Accordingly, he has urged the component units, especially the Yoruba nation, to take its destiny in its own hands.

“There is a valid clamour for betterment across our lands. Nigeria is not working. This is obvious to all. With our Naira exchanging at over N500 to $1, and the 2017 world Economic Outlook Report suggesting that Nigeria’s economy contracts by 1.7 5, and expands by an estimate of 0.6%, while ‘pure water’ has increased in price from N5 to N10, Nigeria does not seem likely ever to transform into a country that works,” he declared.

His remarks are contained in a lecture entitled, “Which Way Nigeria”, delivered at the inauguration of the new president of The Challenge Club, Ibadan, Oyo State, Chief Afolabi Odelana, a copy of which was made available to Sunday Tribune.

Akinrinade is among leaders of the National Democratic Coalition (NADECO) that confronted the administration of former military President Ibrahim Babangida that annulled the June 12, 1993 presidential election.

He said he was not surprised that the country had been wobbling and fumbling, because “in the beginning, there was no Nigeria. There were ethnic nationalities and kingdoms in this space. Prior to the British conquest and invasion of the different ethnic nationalities that make up Nigeria, these thriving nations were independent nation states, with organised municipalities.
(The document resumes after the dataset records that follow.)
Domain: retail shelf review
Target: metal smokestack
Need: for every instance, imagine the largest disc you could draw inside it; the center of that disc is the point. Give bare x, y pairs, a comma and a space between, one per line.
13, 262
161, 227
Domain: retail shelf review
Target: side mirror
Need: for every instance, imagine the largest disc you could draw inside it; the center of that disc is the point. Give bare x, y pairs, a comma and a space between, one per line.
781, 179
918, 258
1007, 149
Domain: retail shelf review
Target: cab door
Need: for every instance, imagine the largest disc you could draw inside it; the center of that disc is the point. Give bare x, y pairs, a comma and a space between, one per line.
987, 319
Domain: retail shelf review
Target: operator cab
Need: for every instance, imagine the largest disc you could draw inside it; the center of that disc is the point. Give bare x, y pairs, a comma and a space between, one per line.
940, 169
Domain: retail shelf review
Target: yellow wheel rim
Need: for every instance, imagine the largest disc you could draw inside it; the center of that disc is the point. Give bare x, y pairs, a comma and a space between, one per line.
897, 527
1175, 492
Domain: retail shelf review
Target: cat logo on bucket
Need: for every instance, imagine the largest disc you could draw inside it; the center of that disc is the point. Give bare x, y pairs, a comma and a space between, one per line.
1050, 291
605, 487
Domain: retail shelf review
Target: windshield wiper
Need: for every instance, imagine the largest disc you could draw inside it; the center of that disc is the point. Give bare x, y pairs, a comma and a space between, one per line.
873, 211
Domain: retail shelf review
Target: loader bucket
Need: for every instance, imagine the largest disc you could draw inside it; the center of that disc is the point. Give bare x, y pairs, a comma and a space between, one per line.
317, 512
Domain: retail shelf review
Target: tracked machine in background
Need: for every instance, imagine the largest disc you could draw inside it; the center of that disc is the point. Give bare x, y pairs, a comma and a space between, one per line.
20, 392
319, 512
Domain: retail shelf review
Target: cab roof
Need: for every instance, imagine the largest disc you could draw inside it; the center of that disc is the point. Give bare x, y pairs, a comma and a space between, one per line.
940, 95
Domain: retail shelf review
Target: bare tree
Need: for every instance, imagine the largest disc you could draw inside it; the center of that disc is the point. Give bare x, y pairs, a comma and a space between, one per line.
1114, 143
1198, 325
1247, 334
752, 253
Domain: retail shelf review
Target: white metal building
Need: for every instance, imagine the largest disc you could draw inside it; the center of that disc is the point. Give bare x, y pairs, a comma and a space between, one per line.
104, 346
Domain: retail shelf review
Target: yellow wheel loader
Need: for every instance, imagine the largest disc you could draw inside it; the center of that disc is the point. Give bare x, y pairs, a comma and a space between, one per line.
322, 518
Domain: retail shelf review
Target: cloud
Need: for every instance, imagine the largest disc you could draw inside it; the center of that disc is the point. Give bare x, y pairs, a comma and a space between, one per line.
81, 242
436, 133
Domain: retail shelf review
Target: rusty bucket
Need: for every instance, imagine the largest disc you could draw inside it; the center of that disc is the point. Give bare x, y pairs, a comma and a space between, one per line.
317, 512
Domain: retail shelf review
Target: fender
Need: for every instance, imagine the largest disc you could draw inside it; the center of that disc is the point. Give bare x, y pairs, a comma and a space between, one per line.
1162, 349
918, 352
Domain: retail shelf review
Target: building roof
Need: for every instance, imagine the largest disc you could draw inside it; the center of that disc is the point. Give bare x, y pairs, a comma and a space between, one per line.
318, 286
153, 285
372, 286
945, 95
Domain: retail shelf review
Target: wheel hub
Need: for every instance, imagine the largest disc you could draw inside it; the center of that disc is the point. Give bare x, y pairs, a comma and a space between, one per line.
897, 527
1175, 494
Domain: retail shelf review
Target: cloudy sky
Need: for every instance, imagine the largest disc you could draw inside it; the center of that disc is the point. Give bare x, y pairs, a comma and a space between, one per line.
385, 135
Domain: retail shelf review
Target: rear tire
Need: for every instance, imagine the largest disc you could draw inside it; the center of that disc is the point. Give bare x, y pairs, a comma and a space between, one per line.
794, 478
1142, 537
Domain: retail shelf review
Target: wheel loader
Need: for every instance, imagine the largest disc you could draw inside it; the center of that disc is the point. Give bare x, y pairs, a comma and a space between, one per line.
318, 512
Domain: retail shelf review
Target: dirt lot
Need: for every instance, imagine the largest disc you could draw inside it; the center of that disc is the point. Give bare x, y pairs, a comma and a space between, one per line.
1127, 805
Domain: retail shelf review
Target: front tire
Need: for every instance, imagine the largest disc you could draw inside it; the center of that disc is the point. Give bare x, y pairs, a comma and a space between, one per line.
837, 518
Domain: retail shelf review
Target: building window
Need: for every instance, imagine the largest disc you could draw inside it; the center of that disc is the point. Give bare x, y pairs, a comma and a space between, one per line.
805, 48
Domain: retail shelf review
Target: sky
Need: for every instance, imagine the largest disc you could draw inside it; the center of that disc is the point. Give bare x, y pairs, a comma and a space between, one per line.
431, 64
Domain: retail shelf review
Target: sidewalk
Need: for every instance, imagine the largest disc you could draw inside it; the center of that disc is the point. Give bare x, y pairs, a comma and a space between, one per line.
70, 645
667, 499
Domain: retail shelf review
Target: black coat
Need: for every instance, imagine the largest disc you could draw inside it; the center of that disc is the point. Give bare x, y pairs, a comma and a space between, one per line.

“This contrived marriage of diverse ethno-national groups continues to produce tensions and difficult moments for Nigeria. This historical antecedent has now given birth to our current realities – social, economic and political. As the level of instability, confusion, poverty, danger, and uncertainty stands and grows in Nigeria today, most citizens find ourselves wondering what lay ahead for Nigeria, hence this topic you have asked me to speak to,” he said.

According to him, global political happenings over time constituted an ample evidence that over-centralisation in “many diverse nations  – such as Nigeria – would  generate a political culture of confusion, inefficiencies of government institutions, unbridled corruption, abject poverty and hopelessness for the vast majority of its citizens.”

He warned: “Africa, as a continent, and Nigeria in particular, can no longer afford to play the ostrich to global developments,” stressing that the “the Yoruba people, will continue to agitate for resource control.

“No country in the world, where people are forced to co-exist on disagreeable terms lasts. Nigeria will not be an exception if ‘true federalism’ is not entrenched as a national principle of coexistence. It was clear from the beginning that a unitary system would not work in Nigeria as Lugard’s attempt to construct Nigerian unity through an amalgamation failed.

“If you ask me ‘which way Nigeria, ‘in my view, it is apparent that a regional structure with fiscal federalism’ is germane to the future existence of Nigeria as a nation,” he said.

He restated the imperative of restructuring and returning the country to the post-independence political arrangement.

“Rather than working on the next mega party, or rearranging the sitting and feeding order in a sinking Nigeria-Titanic. What is now imperative is for the Nigerian nation to sit together in order to chart a new course for the Nigerian people and nation.

“With economic sabotage bringing the country to its knees [with pipeline vandalism in the South-South costing Nigeria approximately over N100 billion to date (in the last 24 months) and with centrifugal forces seizing hold of the nation’s security from all directions [with Fulani herdsmen menace alongside infiltrated foreigners], the omens are very dire indeed.

“We the Yoruba people are rightly concerned about our nation within a Nigerian construct. We are concerned that power in Nigeria is too concentrated at the centre. We have a Federal Government that is too powerful, overbearing and with vast resources at its disposal than it has the capacity to manage,” he stated.

“All the powers and authorities at the centre are now being used to hold the rest of Nigerians as slaves in our own country. This makes devolution of power a very important national issue and this is central to what we Yoruba people demand.

“This is because nations do not just happen by historical accident. Rather men and women of vision and resolve build them. Nation building is therefore the product of conscious statecraft, not happenstance. The impact of poor governance architecture on our polity has been unmistakable in the increasing erosion of elements of federalism in Nigeria since 1966.